Not everyone shares my enthusiasm on this, but service design is one of my favorite parts of agency operations and has the greatest ROI of any internal initiative.

There's practical magic in creating and defining a service that:

  • Meets the needs of your clients

  • Achieves your required business outcomes

  • Is supported by integrated and well-structured backend systems and processes

  • Checks the boxes of thoughtful, intentional, repeatable, profitable, and valuable

All without sucking the autonomy from your team members or turning their work into another shitty checklist deliverable. That is the pot of gold at the end of the rainbow.

Good service design will save time and money, increase efficiency, reduce chaos and re-work, make clients happier, and make your services easier to sell. What's not to love about that?

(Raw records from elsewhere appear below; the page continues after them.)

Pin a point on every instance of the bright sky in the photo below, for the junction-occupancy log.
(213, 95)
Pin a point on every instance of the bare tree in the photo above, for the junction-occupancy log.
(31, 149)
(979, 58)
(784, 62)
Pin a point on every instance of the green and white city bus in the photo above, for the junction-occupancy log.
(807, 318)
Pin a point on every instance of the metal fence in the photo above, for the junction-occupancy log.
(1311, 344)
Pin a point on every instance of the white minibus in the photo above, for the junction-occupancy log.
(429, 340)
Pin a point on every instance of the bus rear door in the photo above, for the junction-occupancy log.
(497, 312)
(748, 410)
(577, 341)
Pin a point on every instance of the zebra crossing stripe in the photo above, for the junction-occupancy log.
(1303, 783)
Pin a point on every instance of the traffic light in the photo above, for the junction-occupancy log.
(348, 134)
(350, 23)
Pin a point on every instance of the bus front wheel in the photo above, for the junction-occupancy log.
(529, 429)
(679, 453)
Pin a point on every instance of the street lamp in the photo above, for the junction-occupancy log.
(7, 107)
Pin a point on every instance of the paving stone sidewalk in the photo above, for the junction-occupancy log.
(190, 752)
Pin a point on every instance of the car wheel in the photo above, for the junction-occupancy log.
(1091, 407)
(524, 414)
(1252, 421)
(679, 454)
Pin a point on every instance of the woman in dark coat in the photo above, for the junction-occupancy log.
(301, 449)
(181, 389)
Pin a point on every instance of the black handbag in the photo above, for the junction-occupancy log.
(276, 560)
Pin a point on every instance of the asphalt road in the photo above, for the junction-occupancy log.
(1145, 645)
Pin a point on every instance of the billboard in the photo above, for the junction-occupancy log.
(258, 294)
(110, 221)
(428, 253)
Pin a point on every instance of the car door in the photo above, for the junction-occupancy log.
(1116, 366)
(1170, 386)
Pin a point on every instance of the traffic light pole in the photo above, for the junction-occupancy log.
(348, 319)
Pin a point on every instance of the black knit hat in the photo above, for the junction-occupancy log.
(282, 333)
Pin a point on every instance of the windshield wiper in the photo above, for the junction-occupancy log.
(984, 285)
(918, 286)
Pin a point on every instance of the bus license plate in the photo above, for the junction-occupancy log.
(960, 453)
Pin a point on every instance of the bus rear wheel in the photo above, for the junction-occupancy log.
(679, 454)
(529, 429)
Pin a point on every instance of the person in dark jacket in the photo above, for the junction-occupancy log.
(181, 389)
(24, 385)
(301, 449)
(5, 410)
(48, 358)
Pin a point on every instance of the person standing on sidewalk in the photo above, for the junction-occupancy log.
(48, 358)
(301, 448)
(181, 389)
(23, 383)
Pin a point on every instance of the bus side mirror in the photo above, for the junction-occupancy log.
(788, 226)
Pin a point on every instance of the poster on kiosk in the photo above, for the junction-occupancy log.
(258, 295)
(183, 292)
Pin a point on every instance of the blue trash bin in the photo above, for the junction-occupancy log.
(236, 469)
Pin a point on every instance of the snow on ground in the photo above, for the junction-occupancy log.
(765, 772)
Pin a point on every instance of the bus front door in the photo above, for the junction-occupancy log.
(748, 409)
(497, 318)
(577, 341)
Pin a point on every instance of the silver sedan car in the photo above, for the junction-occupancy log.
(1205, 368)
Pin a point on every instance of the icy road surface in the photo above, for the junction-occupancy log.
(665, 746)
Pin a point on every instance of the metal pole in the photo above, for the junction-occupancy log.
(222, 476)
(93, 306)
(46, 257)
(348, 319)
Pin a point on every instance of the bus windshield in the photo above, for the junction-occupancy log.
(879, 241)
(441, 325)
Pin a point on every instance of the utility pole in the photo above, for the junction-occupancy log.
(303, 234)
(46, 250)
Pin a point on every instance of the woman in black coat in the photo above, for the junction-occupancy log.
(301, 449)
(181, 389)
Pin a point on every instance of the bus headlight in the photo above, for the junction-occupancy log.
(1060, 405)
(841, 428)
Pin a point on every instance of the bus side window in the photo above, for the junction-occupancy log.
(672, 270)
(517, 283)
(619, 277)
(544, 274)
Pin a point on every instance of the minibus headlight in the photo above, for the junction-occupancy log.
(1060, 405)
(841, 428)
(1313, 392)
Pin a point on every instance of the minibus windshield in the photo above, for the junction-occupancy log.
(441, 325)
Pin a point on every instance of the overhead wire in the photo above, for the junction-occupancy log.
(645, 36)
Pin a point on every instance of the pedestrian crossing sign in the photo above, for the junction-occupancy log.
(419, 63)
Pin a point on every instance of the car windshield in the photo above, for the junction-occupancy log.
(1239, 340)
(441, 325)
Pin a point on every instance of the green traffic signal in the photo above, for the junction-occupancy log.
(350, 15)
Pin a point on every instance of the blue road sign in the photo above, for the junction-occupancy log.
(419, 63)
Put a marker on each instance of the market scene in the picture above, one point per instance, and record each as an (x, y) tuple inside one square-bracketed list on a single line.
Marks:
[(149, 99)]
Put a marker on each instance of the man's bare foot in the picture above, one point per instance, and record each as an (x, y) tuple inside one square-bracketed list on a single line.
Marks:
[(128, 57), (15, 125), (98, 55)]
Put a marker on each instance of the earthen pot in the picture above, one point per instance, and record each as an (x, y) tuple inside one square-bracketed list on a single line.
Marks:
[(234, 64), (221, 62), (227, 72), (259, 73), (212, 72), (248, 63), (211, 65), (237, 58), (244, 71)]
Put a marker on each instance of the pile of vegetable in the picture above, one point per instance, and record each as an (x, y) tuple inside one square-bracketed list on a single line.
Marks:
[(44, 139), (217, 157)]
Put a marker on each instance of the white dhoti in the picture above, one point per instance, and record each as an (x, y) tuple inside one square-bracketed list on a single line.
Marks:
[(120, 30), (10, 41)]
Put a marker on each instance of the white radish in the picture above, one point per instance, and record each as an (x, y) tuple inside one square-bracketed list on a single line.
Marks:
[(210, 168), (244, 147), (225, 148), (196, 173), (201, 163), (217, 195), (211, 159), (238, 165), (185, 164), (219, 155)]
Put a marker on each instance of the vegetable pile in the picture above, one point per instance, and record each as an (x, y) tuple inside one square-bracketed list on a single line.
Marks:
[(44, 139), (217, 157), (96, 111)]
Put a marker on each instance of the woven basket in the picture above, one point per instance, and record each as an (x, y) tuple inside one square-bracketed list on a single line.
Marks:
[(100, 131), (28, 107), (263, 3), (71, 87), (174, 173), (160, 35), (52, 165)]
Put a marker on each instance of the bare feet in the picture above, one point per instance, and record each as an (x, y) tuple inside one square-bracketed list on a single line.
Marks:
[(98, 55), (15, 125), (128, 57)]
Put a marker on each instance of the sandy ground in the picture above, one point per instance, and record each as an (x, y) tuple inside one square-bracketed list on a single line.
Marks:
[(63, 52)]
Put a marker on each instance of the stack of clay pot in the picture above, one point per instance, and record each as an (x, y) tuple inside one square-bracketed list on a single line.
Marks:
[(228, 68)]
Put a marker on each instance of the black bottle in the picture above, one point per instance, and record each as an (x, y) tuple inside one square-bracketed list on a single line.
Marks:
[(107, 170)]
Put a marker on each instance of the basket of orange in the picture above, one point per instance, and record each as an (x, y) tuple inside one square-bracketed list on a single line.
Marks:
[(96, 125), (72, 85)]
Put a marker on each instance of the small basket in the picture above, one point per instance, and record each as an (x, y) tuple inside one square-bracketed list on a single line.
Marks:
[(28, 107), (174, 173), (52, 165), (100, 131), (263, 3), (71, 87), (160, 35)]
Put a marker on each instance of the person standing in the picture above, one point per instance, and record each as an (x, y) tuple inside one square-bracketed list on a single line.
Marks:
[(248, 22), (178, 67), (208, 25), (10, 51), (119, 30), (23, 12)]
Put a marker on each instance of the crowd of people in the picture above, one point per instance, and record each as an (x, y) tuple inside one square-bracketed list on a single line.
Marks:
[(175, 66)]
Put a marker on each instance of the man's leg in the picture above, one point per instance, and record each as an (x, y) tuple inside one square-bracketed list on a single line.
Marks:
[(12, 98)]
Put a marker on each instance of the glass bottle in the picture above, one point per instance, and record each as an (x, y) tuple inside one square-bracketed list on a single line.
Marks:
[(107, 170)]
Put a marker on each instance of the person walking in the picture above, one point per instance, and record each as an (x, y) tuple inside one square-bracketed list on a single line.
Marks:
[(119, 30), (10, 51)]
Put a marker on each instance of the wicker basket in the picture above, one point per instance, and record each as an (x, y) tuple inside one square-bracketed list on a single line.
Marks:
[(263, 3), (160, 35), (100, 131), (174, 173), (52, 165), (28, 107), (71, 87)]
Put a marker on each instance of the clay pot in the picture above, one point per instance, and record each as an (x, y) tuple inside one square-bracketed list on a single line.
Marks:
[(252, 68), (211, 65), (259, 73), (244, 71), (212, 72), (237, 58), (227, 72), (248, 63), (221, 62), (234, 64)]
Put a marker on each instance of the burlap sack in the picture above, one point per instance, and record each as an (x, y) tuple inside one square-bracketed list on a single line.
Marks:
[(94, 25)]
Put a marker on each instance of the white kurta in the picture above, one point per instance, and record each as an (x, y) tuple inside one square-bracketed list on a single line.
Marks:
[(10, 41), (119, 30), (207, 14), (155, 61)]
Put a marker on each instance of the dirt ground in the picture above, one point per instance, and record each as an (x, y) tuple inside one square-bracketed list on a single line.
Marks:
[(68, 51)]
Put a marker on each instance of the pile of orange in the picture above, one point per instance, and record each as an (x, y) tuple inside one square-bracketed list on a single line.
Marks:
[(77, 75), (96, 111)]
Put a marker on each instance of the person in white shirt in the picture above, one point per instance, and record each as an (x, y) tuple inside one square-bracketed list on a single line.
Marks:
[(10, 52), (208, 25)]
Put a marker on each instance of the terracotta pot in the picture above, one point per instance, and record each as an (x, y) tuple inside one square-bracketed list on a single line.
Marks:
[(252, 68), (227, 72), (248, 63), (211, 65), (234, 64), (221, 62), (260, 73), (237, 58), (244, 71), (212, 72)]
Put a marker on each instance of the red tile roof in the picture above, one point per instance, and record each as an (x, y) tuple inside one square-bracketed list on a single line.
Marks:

 In my experience, you need three things to develop good service design:

  • Intentionality

  • Balance

  • Commitment

Good service design is hard work. It’s an intentional investment that requires true collaboration and openness to differing ideas and perspectives. It doesn’t happen by accident. It requires the commitment of team members and leadership to spend the time, effort, and expense to develop and then maintain it. It also requires balance. 

Anyone who has worked with me for any amount of time knows how much I love that word, “balance”. With service design you have to balance the individual needs of your clients with the needs of your business to create a valuable deliverable for them without burning your team out with a revolving door of bespoke projects with ambiguous requirements and rapidly shrinking margins. Been there, done that. It sucks.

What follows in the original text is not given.